夕食は八木修二が自ら調理を担当し、藤田深志も自主的にキッチンを手伝っていた。料理の腕はそれほどでもないが、下準備程度なら問題なかった。
リビングには鈴木之恵、八木真菜、村上拓哉の三人が残り、テレビを見ながら食べ物をつまんでいた。二人の子供たちもお腹が空いてきて、おとなしくソファーでナッツを食べていた。
八木真菜は食べながら笑いを堪えていた。彼女の友人は見事なもので、今や完全に仕事を人任せにしていた。
食事中、藤田深志は電話を受けに行き、戻ってきた時の表情が少し違っていた。彼は何も言わなかったが、鈴木之恵はその電話が自分に関係していることを感じ取った。
友人たちの前では聞けなかったが、帰り道で口を開いた。
「何かあったの?」
藤田深志は運転しながら、無表情で言った。
「警察からの連絡で、秋山奈緒の判決が出た。懲役三年だ」
鈴木之恵の心臓が締め付けられるような思いだった。
「どうして三年だけ?」
「警察の言葉によると、すべての事件はジョナランが操っていて、秋山奈緒は直接関与していなかった。この範囲内では重い判決だという」
鈴木之恵は両手を強く握りしめた。ジョナランの策略が深すぎて、秋山奈緒をうまく守り通し、すべての罪を一人で背負ってしまった。秋山奈緒は共犯者としてしか裁けなかった。
藤田深志は信号待ちの間にルームミラーから彼女を見た。鈴木之恵の顔は真っ白で、血の気が全く失せていた。彼は彼女がその女を憎んでいることを知っていたが、警察の判決には彼にも介入する余地がなかった。

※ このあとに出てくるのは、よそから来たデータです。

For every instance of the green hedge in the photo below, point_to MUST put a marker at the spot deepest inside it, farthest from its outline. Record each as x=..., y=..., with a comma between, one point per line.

「之恵、しばらくしたらイギリスでオークションがある。イギリス女王が身につけていたジュエリーが出品されるんだが、一緒に見に行かないか?」
彼は彼女の注意を逸らそうとしていた。実際、そのオークションには必ず参加する予定で、すでに二枚の航空券を購入していた。手元の仕事を片付けてから彼女に告げるつもりだった。
鈴木之恵は黙って座っていた。手のひらは冷たいのに汗ばんでいた。
藤田深志は先ほど話した時、実は全てを話していなかった。警察から聞いた情報はそれだけではなく、秋山奈緒は刑務所で妊娠二ヶ月であることが判明し、一年間の執行猶予が与えられ、今日の午後にも自宅での服役が可能になるということだった。
他人を死に追いやろうとした悪魔が再び人間社会に戻ってくる。